Stephenson was New York State Sports Writers Association player of the year and is a former Cape Gazette Athlete of the Week. He scored 2,946 points in his high school career, outpointing Sebastian Telfair, also a Lincoln graduate.

Yancy Gates, also a Bearcat starter, is a 6-foot-9 power forward who led Hughes Center of Cleveland to the Bay Ball championship four years ago. Kemba Walker, a sophomore starting point guard for the University of Connecticut Huskies, is a former Bay Ball MVP who led Rice to victory in the championship game. Xavier Henry, a 6-foot-6 freshman at Kansas, led Putnam City to a Bay Ball title. Putnam played two classic games, one a win over Woodbridge and the other a classic win over Pennsbury of Pennsylvania. Putnam City teammates Cole Aldrich and Sherron Collins were also McDonald’s All-Americans.

Dalton Pepper, a 6-foot-5 small forward, was a crowd favorite at Bay Ball while playing for Pennsbury. Pepper is a freshman on the West Virginia team. He is a three-time all-state selection (twice on first team) and honored by the Associated Press as the 2009 Pennsylvania player of the year. JayDee Luster played for Hoover High of San Diego when his team visited the bay Ball Classic. Luster is now the starting point guard for the Wyoming Cowboys. The Bay Ball Classic ended badly after a year-three run because the money wasn’t there, but it did provide some great basketball.

Cape’s new Little Big House is the perfect venue for a holiday invitational tournament. Hopefully, one will be back as early as this December.

I’M YOUR PUPPET - Clark Kellogg is the top basketball analyst for CBS. Last Saturday I was weary as one game blended into another when I heard Kellogg say, “There is no sense putting a guy on the line with under two minutes remaining in a tie game and giving him two free yanks at the puppet with no time running off the clock.”

Do you suppose there is a paid mentor censor on payroll to critique the performance of commentators after games?
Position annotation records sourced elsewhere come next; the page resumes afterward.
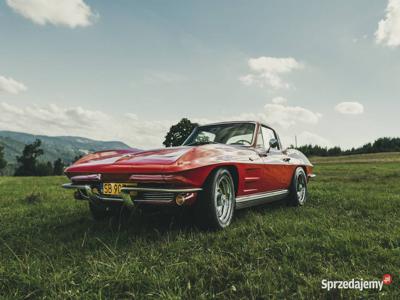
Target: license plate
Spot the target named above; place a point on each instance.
(112, 188)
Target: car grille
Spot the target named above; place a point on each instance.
(159, 196)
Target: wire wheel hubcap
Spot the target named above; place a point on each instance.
(301, 188)
(224, 199)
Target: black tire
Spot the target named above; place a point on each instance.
(215, 206)
(101, 211)
(298, 188)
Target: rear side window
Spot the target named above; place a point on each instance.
(268, 134)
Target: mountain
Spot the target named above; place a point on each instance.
(64, 147)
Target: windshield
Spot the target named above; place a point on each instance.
(230, 134)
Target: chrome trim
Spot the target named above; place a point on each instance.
(125, 197)
(157, 202)
(75, 186)
(90, 177)
(256, 199)
(94, 197)
(128, 189)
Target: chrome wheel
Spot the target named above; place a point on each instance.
(224, 197)
(301, 188)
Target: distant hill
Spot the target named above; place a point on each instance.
(64, 147)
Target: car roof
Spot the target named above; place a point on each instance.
(230, 122)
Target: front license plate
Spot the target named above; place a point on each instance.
(112, 188)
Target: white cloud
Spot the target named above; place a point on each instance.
(71, 13)
(350, 108)
(129, 128)
(304, 138)
(388, 32)
(11, 86)
(279, 100)
(307, 138)
(286, 116)
(268, 71)
(56, 120)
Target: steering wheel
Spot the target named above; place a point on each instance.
(242, 142)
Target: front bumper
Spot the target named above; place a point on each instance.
(146, 195)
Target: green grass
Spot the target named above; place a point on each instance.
(350, 228)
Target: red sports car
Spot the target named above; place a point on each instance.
(219, 168)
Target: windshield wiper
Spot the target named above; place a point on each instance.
(201, 143)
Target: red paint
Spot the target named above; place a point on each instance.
(189, 166)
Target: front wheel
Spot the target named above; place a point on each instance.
(216, 204)
(298, 188)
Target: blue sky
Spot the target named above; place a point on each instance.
(128, 69)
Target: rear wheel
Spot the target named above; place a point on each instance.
(298, 188)
(216, 203)
(101, 211)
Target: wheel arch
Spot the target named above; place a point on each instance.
(233, 170)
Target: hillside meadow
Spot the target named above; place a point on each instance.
(350, 228)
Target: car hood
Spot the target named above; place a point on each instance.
(156, 160)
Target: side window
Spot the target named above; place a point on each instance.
(260, 140)
(268, 134)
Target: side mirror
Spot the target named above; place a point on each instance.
(273, 143)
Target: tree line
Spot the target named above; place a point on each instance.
(385, 144)
(29, 164)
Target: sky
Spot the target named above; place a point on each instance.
(327, 72)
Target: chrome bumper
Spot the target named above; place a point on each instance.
(125, 198)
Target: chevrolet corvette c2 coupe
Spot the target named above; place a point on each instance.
(220, 167)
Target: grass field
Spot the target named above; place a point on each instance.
(350, 228)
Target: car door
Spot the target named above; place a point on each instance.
(277, 168)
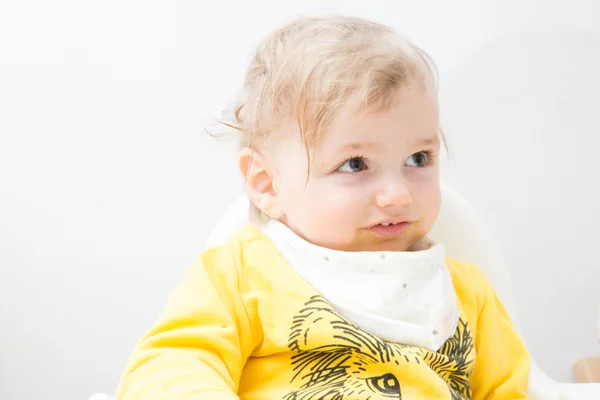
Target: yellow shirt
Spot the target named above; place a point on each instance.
(242, 324)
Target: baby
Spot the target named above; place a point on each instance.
(334, 291)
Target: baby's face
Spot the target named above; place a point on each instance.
(374, 179)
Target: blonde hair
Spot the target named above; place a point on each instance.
(313, 67)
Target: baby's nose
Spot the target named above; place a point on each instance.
(394, 192)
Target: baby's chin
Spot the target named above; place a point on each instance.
(409, 243)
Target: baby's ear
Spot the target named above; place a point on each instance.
(258, 180)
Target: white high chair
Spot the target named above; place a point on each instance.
(466, 238)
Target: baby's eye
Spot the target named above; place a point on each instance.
(419, 160)
(355, 164)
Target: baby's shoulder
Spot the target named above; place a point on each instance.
(470, 283)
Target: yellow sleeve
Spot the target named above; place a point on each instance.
(502, 364)
(199, 345)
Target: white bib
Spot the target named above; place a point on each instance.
(403, 297)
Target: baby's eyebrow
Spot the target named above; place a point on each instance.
(358, 146)
(430, 141)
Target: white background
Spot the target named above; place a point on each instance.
(109, 186)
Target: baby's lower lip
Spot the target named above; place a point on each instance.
(390, 230)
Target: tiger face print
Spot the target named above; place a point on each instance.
(356, 365)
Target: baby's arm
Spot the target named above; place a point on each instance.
(199, 346)
(502, 364)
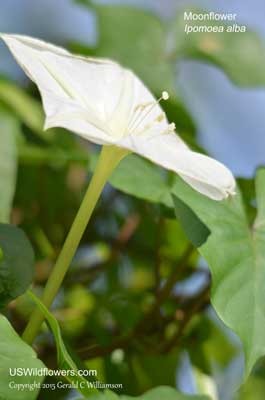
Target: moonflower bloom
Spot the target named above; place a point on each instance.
(109, 105)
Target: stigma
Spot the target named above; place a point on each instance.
(142, 111)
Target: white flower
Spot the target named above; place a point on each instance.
(107, 104)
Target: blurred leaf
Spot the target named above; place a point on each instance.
(253, 389)
(151, 371)
(247, 189)
(36, 155)
(139, 42)
(240, 55)
(65, 362)
(213, 347)
(14, 353)
(8, 164)
(162, 392)
(25, 107)
(16, 264)
(235, 254)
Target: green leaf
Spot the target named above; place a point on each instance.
(8, 164)
(25, 107)
(195, 229)
(240, 55)
(138, 42)
(235, 254)
(16, 264)
(142, 179)
(14, 353)
(162, 392)
(65, 362)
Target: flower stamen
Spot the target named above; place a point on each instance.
(139, 117)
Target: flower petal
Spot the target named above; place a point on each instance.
(203, 173)
(68, 83)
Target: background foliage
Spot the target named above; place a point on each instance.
(136, 302)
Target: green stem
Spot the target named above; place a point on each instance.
(109, 158)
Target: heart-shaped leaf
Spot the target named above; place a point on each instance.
(236, 256)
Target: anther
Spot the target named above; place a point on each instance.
(165, 95)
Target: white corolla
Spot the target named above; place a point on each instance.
(109, 105)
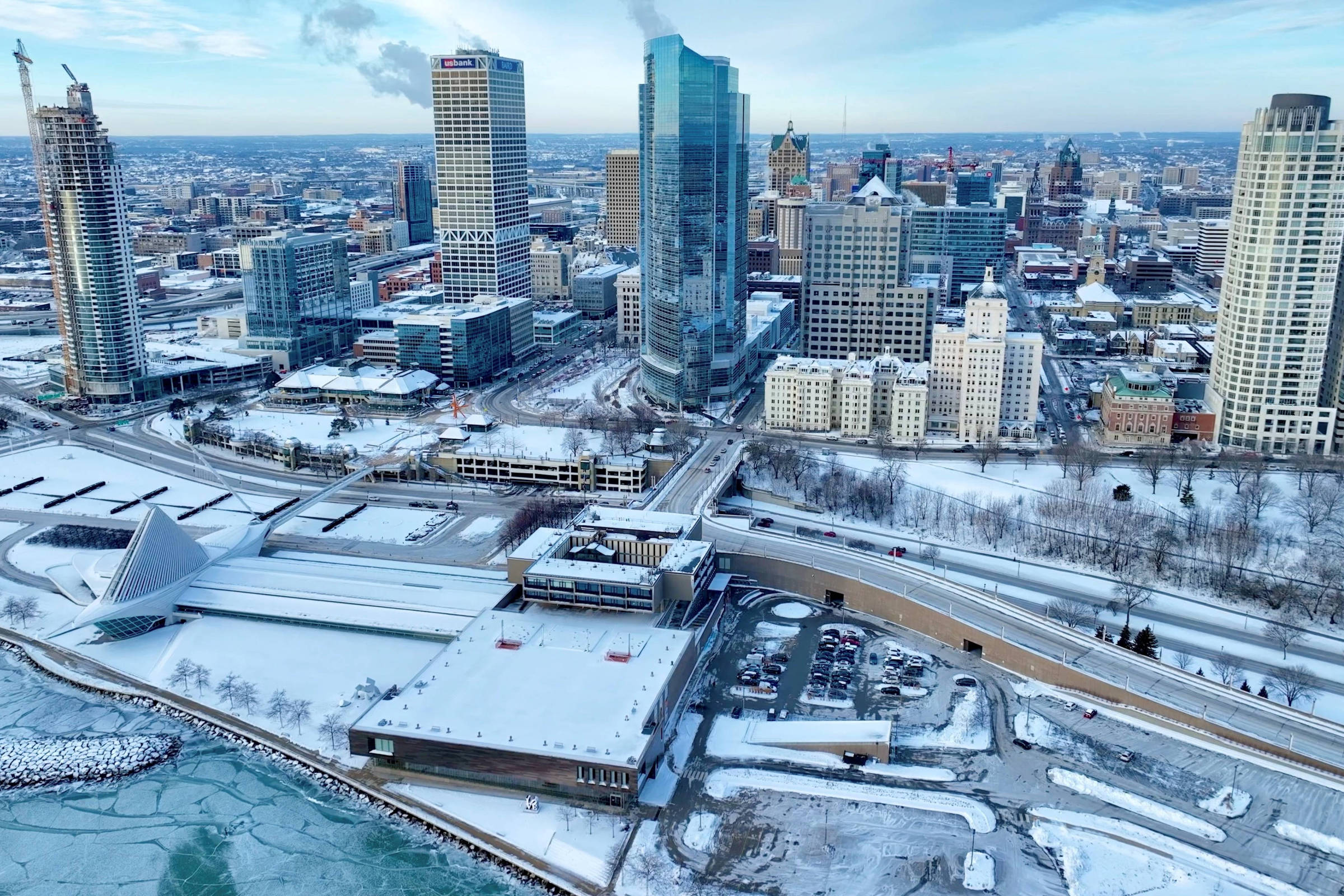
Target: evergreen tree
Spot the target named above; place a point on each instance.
(1146, 644)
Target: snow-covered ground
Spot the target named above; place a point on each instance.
(724, 783)
(316, 664)
(731, 739)
(374, 437)
(967, 730)
(978, 871)
(1150, 809)
(701, 830)
(1110, 857)
(581, 841)
(1309, 837)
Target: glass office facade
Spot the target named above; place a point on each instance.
(693, 230)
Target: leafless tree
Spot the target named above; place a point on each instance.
(1072, 612)
(987, 450)
(1228, 668)
(1294, 683)
(1132, 594)
(1154, 465)
(1282, 636)
(575, 441)
(1235, 468)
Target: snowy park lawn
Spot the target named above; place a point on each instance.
(1150, 809)
(581, 844)
(374, 437)
(308, 662)
(967, 730)
(1110, 857)
(724, 783)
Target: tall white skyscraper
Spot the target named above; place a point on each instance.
(480, 150)
(84, 210)
(1276, 370)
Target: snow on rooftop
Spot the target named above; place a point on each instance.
(552, 682)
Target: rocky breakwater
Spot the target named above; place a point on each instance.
(30, 762)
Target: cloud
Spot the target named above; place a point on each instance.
(652, 23)
(401, 70)
(333, 27)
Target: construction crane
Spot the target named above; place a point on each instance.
(21, 55)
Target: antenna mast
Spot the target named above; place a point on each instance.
(21, 55)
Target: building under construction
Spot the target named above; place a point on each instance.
(84, 210)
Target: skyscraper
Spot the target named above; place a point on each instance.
(693, 225)
(791, 156)
(480, 150)
(296, 288)
(84, 210)
(414, 202)
(1276, 371)
(623, 198)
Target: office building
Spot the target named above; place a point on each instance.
(694, 257)
(852, 298)
(628, 289)
(93, 277)
(790, 157)
(595, 291)
(1213, 246)
(984, 381)
(971, 235)
(623, 198)
(480, 151)
(296, 288)
(413, 199)
(851, 395)
(1180, 176)
(1276, 370)
(975, 187)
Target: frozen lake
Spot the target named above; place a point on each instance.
(217, 820)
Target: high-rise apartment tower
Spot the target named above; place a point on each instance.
(480, 151)
(84, 210)
(1276, 371)
(693, 228)
(623, 198)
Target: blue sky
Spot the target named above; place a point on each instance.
(346, 66)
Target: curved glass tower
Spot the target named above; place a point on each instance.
(693, 226)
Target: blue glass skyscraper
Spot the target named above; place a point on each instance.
(693, 226)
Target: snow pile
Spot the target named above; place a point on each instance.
(50, 760)
(1150, 809)
(968, 729)
(729, 739)
(1228, 802)
(1308, 837)
(701, 830)
(726, 782)
(1110, 857)
(978, 871)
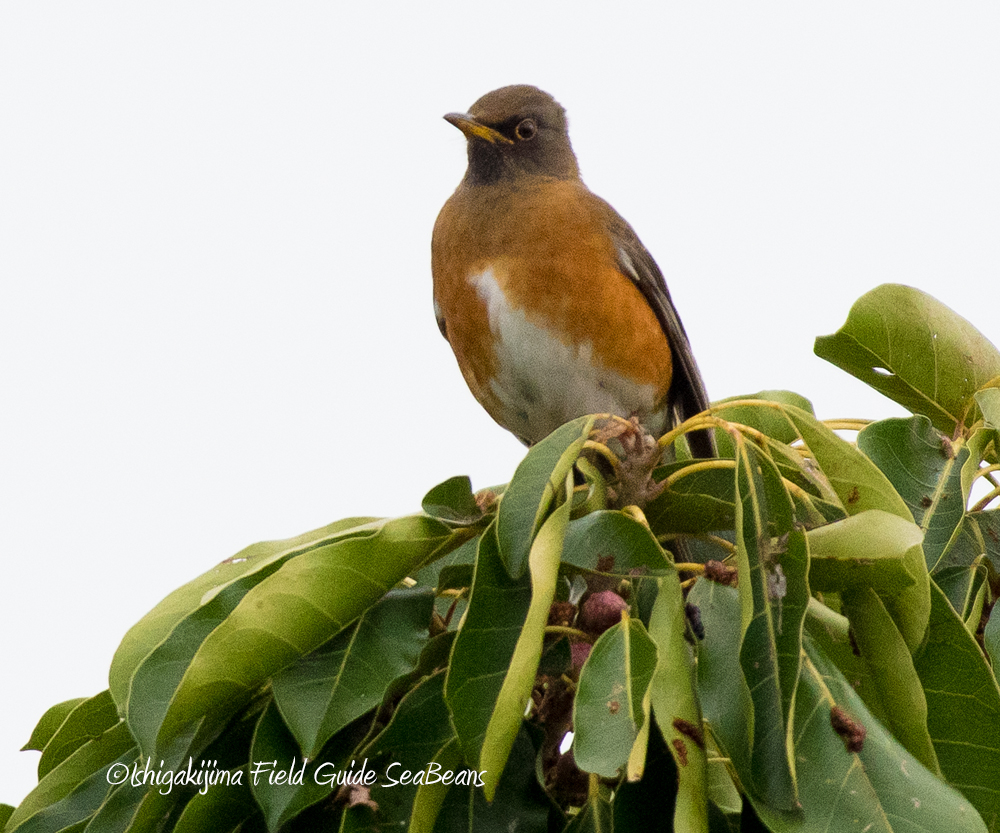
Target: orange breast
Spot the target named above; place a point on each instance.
(548, 256)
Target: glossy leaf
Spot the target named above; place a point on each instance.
(485, 646)
(773, 564)
(49, 724)
(757, 414)
(673, 696)
(519, 679)
(532, 491)
(283, 782)
(923, 467)
(860, 485)
(453, 502)
(891, 671)
(608, 712)
(869, 549)
(307, 600)
(839, 791)
(916, 351)
(74, 790)
(615, 536)
(220, 809)
(963, 709)
(89, 720)
(696, 503)
(418, 732)
(340, 681)
(156, 625)
(519, 799)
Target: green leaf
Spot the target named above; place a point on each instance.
(861, 486)
(892, 673)
(759, 416)
(74, 790)
(839, 791)
(608, 712)
(485, 645)
(923, 467)
(49, 723)
(489, 685)
(980, 535)
(282, 781)
(722, 689)
(963, 703)
(418, 732)
(453, 502)
(991, 640)
(773, 562)
(340, 681)
(864, 550)
(699, 502)
(307, 600)
(675, 706)
(221, 809)
(518, 797)
(531, 493)
(156, 625)
(916, 351)
(90, 719)
(610, 534)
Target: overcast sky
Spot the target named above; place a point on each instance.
(215, 221)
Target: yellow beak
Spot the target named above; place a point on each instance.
(472, 128)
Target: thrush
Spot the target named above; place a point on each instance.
(552, 305)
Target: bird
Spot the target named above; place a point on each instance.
(552, 305)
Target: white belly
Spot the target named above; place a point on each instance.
(542, 382)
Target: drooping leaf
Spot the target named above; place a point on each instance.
(221, 810)
(149, 631)
(673, 696)
(615, 537)
(753, 410)
(860, 485)
(453, 502)
(518, 796)
(532, 491)
(307, 600)
(773, 565)
(504, 713)
(87, 721)
(608, 712)
(924, 468)
(891, 671)
(840, 791)
(418, 732)
(73, 791)
(698, 502)
(963, 703)
(340, 681)
(49, 724)
(867, 550)
(916, 351)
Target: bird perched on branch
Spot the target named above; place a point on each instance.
(551, 303)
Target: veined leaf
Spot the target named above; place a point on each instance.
(532, 491)
(963, 703)
(340, 681)
(675, 706)
(609, 712)
(923, 467)
(916, 351)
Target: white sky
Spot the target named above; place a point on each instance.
(215, 220)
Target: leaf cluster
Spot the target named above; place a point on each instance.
(794, 636)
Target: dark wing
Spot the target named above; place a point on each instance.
(687, 390)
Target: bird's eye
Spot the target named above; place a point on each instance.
(526, 130)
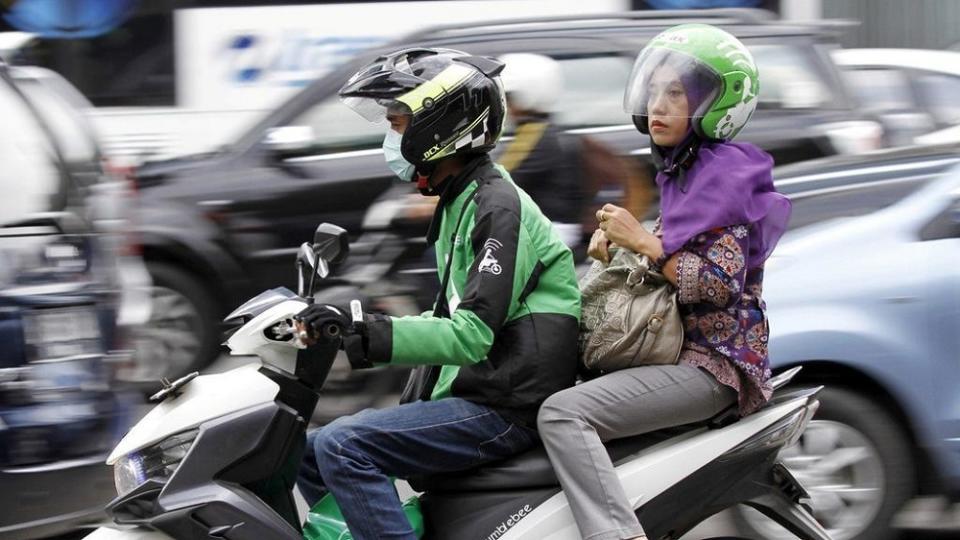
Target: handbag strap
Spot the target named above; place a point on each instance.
(442, 305)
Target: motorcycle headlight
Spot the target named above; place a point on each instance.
(159, 461)
(128, 473)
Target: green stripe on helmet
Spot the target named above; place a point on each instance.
(446, 81)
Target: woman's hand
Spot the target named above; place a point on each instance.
(622, 229)
(599, 247)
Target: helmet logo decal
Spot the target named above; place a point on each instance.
(490, 264)
(738, 115)
(675, 37)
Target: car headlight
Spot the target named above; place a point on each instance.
(159, 462)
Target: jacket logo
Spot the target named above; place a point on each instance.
(490, 264)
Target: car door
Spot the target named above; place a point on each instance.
(938, 263)
(331, 171)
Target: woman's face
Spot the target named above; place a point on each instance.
(668, 113)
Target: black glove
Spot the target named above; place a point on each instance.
(325, 321)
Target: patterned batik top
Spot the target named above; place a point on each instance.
(725, 325)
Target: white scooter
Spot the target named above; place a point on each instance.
(218, 457)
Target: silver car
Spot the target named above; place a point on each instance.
(864, 292)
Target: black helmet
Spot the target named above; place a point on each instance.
(455, 100)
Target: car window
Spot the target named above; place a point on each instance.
(880, 89)
(940, 93)
(790, 79)
(67, 124)
(29, 177)
(338, 128)
(593, 91)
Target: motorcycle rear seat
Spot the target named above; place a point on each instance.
(532, 468)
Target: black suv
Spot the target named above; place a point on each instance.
(218, 227)
(59, 297)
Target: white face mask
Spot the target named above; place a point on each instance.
(395, 160)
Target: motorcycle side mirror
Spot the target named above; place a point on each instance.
(331, 243)
(306, 261)
(289, 140)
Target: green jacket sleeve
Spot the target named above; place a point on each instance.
(503, 262)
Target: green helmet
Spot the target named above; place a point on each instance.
(717, 72)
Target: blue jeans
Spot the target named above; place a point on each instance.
(354, 457)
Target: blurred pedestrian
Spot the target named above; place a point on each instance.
(692, 90)
(539, 160)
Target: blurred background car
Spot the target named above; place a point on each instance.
(217, 227)
(864, 293)
(60, 293)
(913, 91)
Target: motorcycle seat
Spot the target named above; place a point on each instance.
(532, 469)
(529, 470)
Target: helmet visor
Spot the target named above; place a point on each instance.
(668, 84)
(372, 109)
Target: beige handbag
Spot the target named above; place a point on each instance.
(629, 315)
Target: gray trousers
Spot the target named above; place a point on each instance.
(575, 422)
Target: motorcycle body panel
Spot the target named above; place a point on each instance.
(205, 398)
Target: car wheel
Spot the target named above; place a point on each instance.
(182, 333)
(854, 461)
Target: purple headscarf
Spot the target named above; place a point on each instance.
(728, 184)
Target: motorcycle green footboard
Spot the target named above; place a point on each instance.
(325, 522)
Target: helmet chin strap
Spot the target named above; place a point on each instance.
(681, 157)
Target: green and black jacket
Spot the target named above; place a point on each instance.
(510, 339)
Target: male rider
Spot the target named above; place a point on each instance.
(503, 333)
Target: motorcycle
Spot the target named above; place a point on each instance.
(219, 455)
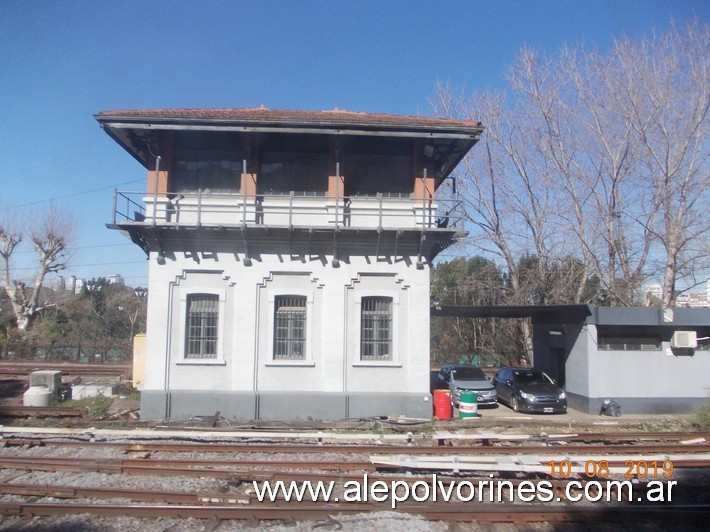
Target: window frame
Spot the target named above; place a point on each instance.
(378, 321)
(307, 359)
(356, 322)
(289, 331)
(218, 357)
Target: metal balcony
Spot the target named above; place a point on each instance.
(210, 209)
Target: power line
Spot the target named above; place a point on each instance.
(72, 248)
(74, 266)
(73, 194)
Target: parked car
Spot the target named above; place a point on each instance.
(529, 390)
(466, 378)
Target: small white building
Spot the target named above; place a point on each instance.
(289, 256)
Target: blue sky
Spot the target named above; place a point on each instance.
(62, 61)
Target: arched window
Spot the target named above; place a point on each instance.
(376, 328)
(290, 327)
(202, 322)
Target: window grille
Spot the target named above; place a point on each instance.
(202, 320)
(629, 343)
(376, 328)
(290, 327)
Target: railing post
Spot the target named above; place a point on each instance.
(337, 187)
(155, 188)
(379, 198)
(199, 207)
(115, 204)
(424, 194)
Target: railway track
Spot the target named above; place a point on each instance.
(60, 476)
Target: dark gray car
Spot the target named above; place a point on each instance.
(529, 390)
(466, 378)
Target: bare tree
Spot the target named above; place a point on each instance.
(597, 160)
(50, 235)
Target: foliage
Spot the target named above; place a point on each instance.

I could be that guy with my journalistic experience and time served in high schools.

“Clark, let me be clear. Don’t be talking about free yanks at the puppet as a metaphor for free throws. Can you feel me?”

BACKWARD GLANCE - The 1997-98 Cape boys basketball team finished the regular season 20-2. They were winners of the Mayor’s Cup in the Slam Dunk Tournament and were coached by Ed Waples, who was voted Delaware’s coach of the year. The starting five for that team included Ronson Burton, Mardy Biles, Julius Hazzard, Olin Bolden and O.J. Wilson. Carl Floyd was first off the bench and sometimes started.

SNIPPETS - Frank Masley from Wilmington carried the United States flag in the 1984 Winter Olympics. Frank, a three-time Olympian, was a luger. His highest finish was 12th. He was inducted into the Delaware Sports Hall of Fame in 1997. I was the emcee and I remember saying, “Inside Delaware the No. 1 question is, ‘What is a luge?’”

And at the Winter Olympics the No. 1 question is, “Where is Delaware?” Masley has a successful company that designs gloves for the military that don’t inhibit the tactile sense when out hunting for hiding militants.

If you YouTube “LeBron High school clips,” you will find him dunking at Cape’s Little Big House as part of the montage. All those memories were plowed under in the name of upgrade. It was like taking a bite out of an historic landmark.